Gas turbine engines typically include a compressor section, a combustor section, and at least one turbine section. The compressor compresses air, which is mixed with fuel and channeled to the combustor. The mixture is then ignited generating hot combustion gases. The combustion gases are channeled to the turbine which extracts energy from the combustion gases for powering the compressor, as well as producing useful work to power a load, such as an electrical generator, or to propel an aircraft in flight.
Gas turbine engines operate in many different operating conditions, and combustor performance facilitates engine operation over a wide range of engine operating conditions. More specifically, stable combustion facilitates preventing engine blowout and providing for engine rated thrust and/or power levels. Furthermore, for gas turbines operated with dry low nitrous oxide (DLN) techniques, combustion stability also facilitates controlling nitrous oxide (NOx) and carbon monoxide (CO) emissions.
At least some known DLN combustion systems utilize premixed fuel and air, and operate at lean fuel/air (F/A) ratios to facilitate reducing NOx emissions. Lean fuel/air ratios are defined as such if the ratio of fuel to air is below the stoichiometric ratio of fuel to air required for the fuel under consideration.

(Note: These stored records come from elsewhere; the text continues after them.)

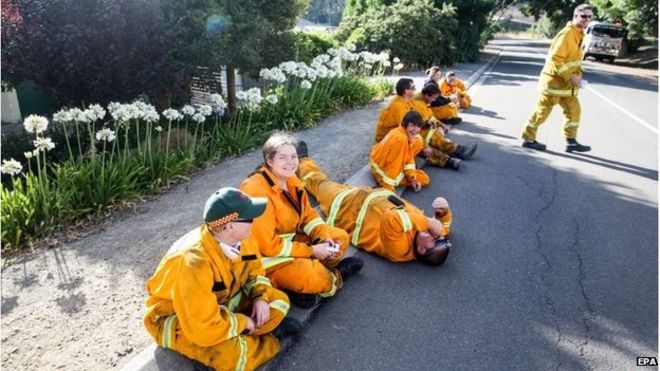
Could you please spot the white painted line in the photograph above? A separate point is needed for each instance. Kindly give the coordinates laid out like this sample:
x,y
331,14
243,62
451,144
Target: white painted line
x,y
628,113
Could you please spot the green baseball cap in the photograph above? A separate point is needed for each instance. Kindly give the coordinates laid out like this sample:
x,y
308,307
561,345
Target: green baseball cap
x,y
228,204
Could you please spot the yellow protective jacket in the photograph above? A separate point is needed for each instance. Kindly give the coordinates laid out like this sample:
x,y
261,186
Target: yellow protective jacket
x,y
393,158
275,228
196,281
564,60
391,116
374,223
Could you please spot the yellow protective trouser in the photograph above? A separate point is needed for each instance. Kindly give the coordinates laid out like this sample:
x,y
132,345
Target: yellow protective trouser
x,y
309,275
243,352
571,107
447,111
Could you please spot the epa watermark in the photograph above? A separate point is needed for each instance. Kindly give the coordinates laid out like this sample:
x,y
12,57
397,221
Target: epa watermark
x,y
647,361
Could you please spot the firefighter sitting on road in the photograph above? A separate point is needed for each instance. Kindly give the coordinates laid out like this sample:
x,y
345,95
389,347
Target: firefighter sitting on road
x,y
443,152
452,85
209,298
301,252
380,222
392,160
444,107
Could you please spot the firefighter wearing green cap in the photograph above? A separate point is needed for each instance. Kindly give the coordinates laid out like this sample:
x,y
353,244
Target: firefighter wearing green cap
x,y
210,299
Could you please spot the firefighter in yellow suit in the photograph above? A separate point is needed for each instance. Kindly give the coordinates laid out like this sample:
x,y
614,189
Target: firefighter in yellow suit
x,y
560,82
378,221
209,298
392,160
302,254
452,85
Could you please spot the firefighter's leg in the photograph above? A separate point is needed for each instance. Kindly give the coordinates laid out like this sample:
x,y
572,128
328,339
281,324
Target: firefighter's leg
x,y
541,112
572,111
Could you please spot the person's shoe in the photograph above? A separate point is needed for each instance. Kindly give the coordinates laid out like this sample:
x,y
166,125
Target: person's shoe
x,y
301,148
452,121
534,145
288,328
453,163
349,266
464,152
304,301
573,146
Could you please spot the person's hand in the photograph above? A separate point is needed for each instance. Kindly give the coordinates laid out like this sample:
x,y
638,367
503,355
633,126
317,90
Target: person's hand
x,y
260,312
575,80
250,326
322,251
427,152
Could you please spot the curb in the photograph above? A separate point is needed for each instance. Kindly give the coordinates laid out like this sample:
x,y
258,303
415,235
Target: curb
x,y
154,358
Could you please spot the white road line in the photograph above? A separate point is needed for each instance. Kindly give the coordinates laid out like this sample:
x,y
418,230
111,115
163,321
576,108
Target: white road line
x,y
628,113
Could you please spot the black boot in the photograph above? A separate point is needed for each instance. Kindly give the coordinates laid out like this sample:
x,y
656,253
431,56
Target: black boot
x,y
288,328
453,163
534,145
573,146
452,121
465,152
349,266
301,148
304,301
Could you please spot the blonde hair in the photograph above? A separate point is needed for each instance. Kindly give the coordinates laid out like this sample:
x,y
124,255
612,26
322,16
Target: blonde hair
x,y
276,141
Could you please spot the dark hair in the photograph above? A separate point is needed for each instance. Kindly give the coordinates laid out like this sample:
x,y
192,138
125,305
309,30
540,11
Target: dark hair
x,y
412,117
402,85
431,89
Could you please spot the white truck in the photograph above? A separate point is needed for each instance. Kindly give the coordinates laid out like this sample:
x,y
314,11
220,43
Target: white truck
x,y
604,41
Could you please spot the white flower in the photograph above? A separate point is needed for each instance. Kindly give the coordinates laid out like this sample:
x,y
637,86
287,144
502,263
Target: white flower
x,y
62,116
205,110
106,135
172,114
35,124
11,167
99,112
199,118
188,110
43,144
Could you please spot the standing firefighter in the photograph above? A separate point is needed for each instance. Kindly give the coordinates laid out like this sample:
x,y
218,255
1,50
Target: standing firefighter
x,y
209,298
560,81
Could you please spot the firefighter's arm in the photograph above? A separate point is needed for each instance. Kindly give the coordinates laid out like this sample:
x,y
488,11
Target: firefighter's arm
x,y
196,306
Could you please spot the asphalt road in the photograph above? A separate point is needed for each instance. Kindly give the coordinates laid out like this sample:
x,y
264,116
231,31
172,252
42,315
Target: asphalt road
x,y
555,255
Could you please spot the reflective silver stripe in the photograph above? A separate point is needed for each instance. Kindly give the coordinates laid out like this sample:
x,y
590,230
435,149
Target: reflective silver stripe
x,y
268,263
233,326
428,137
336,204
405,220
235,300
363,212
308,175
386,179
560,93
313,224
242,358
568,65
259,280
169,330
333,289
280,305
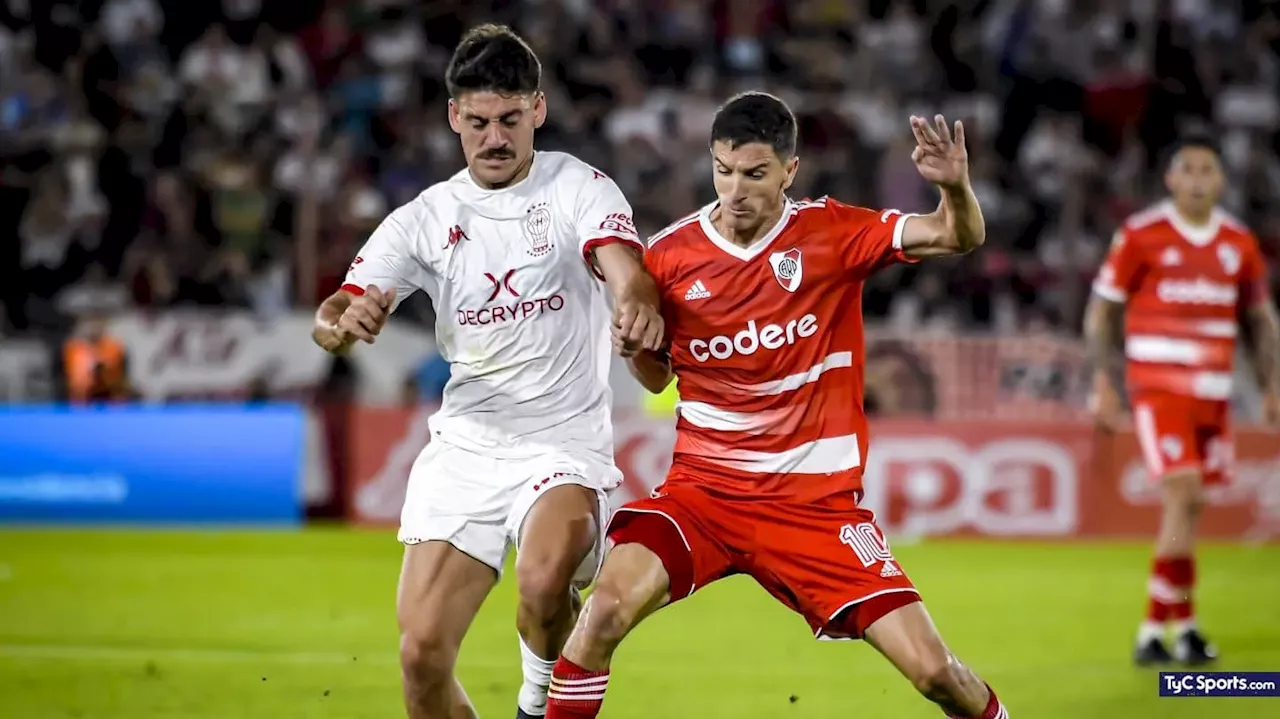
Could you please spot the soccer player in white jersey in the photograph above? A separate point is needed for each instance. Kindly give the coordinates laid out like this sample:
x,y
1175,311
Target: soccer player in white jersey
x,y
512,252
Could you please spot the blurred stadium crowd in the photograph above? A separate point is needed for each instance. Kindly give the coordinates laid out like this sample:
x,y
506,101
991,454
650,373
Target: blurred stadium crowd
x,y
236,152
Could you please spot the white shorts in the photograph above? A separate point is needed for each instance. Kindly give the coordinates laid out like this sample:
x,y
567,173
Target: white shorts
x,y
478,503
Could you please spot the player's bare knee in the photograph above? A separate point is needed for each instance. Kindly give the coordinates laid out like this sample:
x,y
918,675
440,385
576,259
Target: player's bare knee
x,y
609,614
1184,493
941,678
428,656
544,587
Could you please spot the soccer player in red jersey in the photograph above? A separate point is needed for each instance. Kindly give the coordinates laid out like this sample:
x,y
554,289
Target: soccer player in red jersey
x,y
1178,276
762,300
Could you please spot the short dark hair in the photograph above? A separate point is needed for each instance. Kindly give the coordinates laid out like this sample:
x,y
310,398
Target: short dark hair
x,y
492,58
1197,140
757,117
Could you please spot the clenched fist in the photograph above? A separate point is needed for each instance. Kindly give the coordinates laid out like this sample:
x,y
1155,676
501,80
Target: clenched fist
x,y
636,325
366,314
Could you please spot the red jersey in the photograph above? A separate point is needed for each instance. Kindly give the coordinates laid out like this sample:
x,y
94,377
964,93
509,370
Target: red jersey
x,y
767,347
1184,287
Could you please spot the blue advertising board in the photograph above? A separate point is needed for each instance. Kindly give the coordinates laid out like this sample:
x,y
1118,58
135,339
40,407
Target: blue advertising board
x,y
151,465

However, a consequence of the lean, premixed operation is that the combustion system may operate near a lean blow out (LBO) boundary. Lean blow out or weak extinction is the point at which the mixture of fuel and air is no longer flammable; for premixed multi-nozzle systems, weak extinction can be defined as the point at which there is a significant drop in the combustion efficiency and/or complete extinction of the flame. The LBO boundary or constraint, if violated, may result in partial or complete blowout (i.e., loss of the combustion flame). Controlling operation near an LBO boundary is even more difficult in a can-annular combustion system where the F/A ratio may be varied from one combustor can to another combustor can. More specifically, the variable F/A ratio may cause some combustor cans to operate with leaner F/A ratio than others and during operations, if an LBO boundary is violated, the can-to-can variability may lead to loss of flame in one or several combustor cans. Depending on the control logic within the system, when one or several combustor cans experience a loss of flame, the gas turbine protection system may shut the engine down to protect the entire system. However, such unexpected shutdowns may damage machinery and may cause large replacement power expenses to be incurred.